そして7分。布部のポストプレーに左サイドから飛び出したアレックスが右足を一閃。このシュートはGK松代にはじかれたが、そのこぼれ球に反応したのは薮田光教。「打ったら詰めるということを普段からやっていた練習の成果。ラッキーに見えるかもしれないが、FWとしては一番うれしいゴール」。大きく揺れるゴールネット。博多の森が熱狂に包まれた。布部陽功のポストプレー。古賀誠史とアレックスの左サイドからの突破。そして豊富な運動量を生かして走り回る薮田。自分たちの持ち味を真正面からぶつけていく。

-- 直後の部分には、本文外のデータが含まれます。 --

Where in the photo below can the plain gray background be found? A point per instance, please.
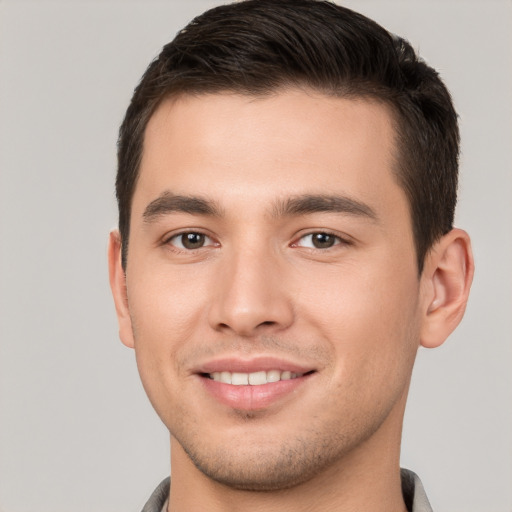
(76, 430)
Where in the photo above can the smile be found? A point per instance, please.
(252, 379)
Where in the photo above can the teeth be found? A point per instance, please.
(253, 379)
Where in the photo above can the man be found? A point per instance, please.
(286, 186)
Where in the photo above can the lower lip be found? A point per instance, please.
(251, 398)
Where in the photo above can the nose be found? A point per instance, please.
(251, 295)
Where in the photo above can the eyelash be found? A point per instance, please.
(177, 236)
(337, 240)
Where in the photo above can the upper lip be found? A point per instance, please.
(254, 364)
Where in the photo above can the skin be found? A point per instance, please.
(352, 314)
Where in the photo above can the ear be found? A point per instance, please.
(446, 280)
(117, 278)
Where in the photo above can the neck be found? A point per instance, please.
(367, 478)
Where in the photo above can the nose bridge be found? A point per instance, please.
(251, 292)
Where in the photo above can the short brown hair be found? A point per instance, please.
(257, 46)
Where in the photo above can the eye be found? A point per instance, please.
(319, 240)
(190, 240)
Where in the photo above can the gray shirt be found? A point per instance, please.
(414, 495)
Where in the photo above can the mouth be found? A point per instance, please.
(258, 378)
(254, 385)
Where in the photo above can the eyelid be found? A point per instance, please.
(167, 239)
(340, 239)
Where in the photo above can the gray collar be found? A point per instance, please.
(414, 494)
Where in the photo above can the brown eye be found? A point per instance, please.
(189, 241)
(319, 240)
(323, 240)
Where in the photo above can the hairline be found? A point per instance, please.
(349, 90)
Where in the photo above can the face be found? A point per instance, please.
(273, 297)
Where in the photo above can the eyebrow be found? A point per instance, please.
(308, 204)
(169, 203)
(305, 204)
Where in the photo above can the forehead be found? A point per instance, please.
(236, 147)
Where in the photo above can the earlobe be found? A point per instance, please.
(117, 279)
(446, 280)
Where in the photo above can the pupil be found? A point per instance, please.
(193, 240)
(323, 240)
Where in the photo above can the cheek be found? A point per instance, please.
(370, 317)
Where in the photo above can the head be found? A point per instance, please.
(258, 47)
(286, 186)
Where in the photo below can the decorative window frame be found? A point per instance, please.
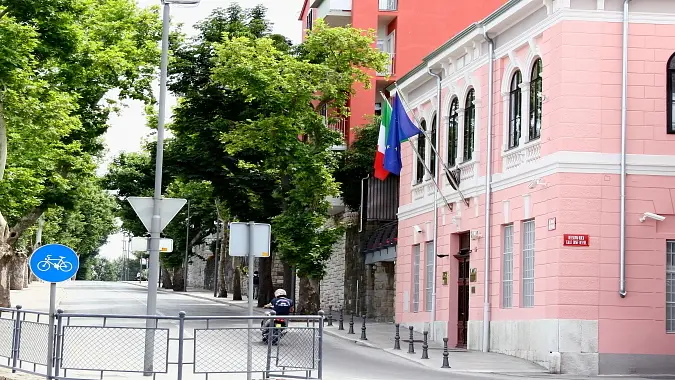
(670, 96)
(527, 149)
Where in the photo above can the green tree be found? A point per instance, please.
(60, 61)
(289, 90)
(205, 112)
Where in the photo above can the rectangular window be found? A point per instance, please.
(416, 278)
(507, 268)
(429, 275)
(670, 286)
(528, 263)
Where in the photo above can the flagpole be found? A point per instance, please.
(419, 157)
(445, 167)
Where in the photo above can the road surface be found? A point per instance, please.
(343, 360)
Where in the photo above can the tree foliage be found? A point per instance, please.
(60, 62)
(289, 89)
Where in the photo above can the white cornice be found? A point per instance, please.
(559, 162)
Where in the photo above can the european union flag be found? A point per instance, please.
(401, 128)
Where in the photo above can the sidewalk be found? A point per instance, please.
(36, 296)
(381, 336)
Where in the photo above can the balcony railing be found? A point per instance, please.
(341, 127)
(390, 66)
(388, 5)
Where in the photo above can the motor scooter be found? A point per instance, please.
(276, 326)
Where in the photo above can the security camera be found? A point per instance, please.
(650, 215)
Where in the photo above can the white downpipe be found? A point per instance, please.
(432, 322)
(624, 88)
(488, 197)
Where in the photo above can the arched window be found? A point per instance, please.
(469, 124)
(421, 149)
(670, 107)
(535, 101)
(432, 158)
(453, 125)
(515, 102)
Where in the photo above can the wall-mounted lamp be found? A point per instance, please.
(657, 217)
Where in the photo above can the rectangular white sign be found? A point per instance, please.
(262, 236)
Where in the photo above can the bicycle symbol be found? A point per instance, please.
(58, 264)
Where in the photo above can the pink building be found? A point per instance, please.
(569, 287)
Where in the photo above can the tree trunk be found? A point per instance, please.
(17, 268)
(288, 280)
(310, 296)
(179, 279)
(266, 285)
(236, 288)
(224, 267)
(166, 279)
(4, 279)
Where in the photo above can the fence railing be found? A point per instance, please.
(91, 346)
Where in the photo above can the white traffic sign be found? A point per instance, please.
(262, 234)
(142, 244)
(169, 209)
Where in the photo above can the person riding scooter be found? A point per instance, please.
(280, 303)
(282, 307)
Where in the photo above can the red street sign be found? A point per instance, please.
(576, 240)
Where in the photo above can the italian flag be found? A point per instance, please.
(380, 172)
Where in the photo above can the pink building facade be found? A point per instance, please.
(555, 289)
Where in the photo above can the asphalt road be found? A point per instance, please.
(343, 360)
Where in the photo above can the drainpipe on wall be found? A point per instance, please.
(624, 88)
(436, 175)
(488, 195)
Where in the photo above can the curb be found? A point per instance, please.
(187, 294)
(349, 339)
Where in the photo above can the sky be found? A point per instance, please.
(127, 129)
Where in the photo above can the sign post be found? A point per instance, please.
(253, 240)
(53, 263)
(166, 208)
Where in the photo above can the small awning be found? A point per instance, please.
(382, 238)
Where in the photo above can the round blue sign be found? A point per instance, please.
(54, 263)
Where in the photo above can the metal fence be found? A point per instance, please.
(94, 346)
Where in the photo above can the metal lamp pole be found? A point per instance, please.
(155, 227)
(187, 243)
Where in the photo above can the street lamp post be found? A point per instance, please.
(155, 227)
(187, 243)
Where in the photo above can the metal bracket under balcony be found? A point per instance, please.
(334, 12)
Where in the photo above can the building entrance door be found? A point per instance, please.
(463, 289)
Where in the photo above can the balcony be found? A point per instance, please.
(388, 5)
(334, 12)
(386, 46)
(341, 127)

全体を見ればG大阪の優位は動かなかった。前への圧力は予想通り。一瞬の隙を見せるとすかさず突破を仕掛けられ、マグノ アウベスには何度も際どいシュートを打たれた。どうしてもボールを奪う位置が低くなり、攻守が一体となった流れるようなシーンを作り出すことも出来なかった。後半に入ると、サイドからの攻撃を強めるG大阪の前に自陣に押し込まれる時間帯が増えていく。クリアを再び拾われて連続攻撃を仕掛けられた。それでもGK水谷雄一の好セーブをはじめ、全員が体を投げ出してボールをはじき返す。
残り15分となったところで、G大阪はさらに前がかりになる。たがここから福岡も前に出る。個人の力で圧力をかけるG大阪。奪ったところから素早く切り替えてカウンターを仕掛ける福岡。G大阪のシュートがゴールをかすめるたびにスタンドにはざわめきが起こり、スピード溢れる福岡のカウンターに歓声がこだまする。チームとサポーターが一体になって猛攻をはじき返し、一体となってゴールを目指す。博多の森は今シーズン最高のまとまりを見せた。そして90分が経過。激しくぶつかり合った試合は1−1のドローで幕を閉じた。
28分、70分にマグノ アウベスが放ったシュート。そして86分に中山悟志が放ったヘディングシュート。いずれも外すほうが難しいくらいのドフリーのシュートだった。ほかにもG大阪に多くの決定機を作られた。チャンスの数なら誰が見てもG大阪が上。G大阪にあと少しの決定力があれば試合は終わっていたはずだ。しかし、結果はそうはならなかった。「ホームなので、そういう運があったのかもしれない」(久藤清一)。福岡の気迫とサポーターの後押し。それがゴールを守ったと言ったら、言いすぎだろうか。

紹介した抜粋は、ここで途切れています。